Our approach utilizes a dataset of over 800 real-world power curves from various manufacturers and turbine types, which were harmonized, normalized, and categorized according to rotor area, rated power, and wind speed resolution. We developed a transformation method that allows the derivation of a synthetic curve from any given reference curve using a scaling function. One core assumption is that the wind speed axis shifts proportionally to the cube root of the ratio between the specific power densities of the reference and target turbines.

This method directly addresses a critical gap in system modelling as it enables to create realistic and physics-informed power curves for hypothetical or future turbine designs, grounded in empirical turbine data. In contrast to many current approaches, which attempt to derive generalized turbine behaviour from first-principles models or simplified aerodynamic assumptions, our method leverages observed power curves and systematically scaled specific power density. Existing methodologies often rely on coarse or idealized input parameters, which may not capture the nuanced design variations or site-specific performance characteristics of real turbines.

By using a large dataset of actual turbine performance curves and applying strict filtering criteria, our approach ensures both technical realism and economic relevance. It enables the generation of synthetic curves for high- or low-wind-class turbines, manufacturer specific, emerging rotor configurations, or upscaled designs based on proven concepts, thereby improving the fidelity and applicability of future-oriented energy system models.

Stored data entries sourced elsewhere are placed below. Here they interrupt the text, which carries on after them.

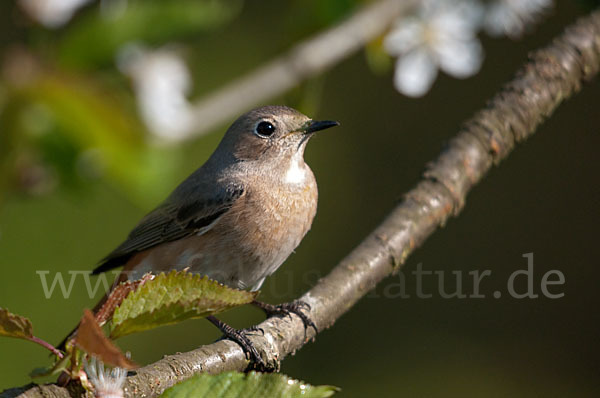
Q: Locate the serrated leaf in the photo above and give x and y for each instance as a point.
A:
(12, 325)
(246, 385)
(171, 298)
(92, 340)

The resulting synthetic curves maintain physical consistency while offering the flexibility to adapt to technological developments. They can be seamlessly integrated into grid integration studies, GIS-based siting tools, and market modeling frameworks. Moreover, the method enables automation and opens pathways for machine-learning-assisted turbine modeling.

As a further outcome, we plan to publish the methodology as an open-source tool, potentially as a Git-hosted repository, providing researchers and practitioners with a transparent and extensible framework for the creation and comparison of wind turbine power curves.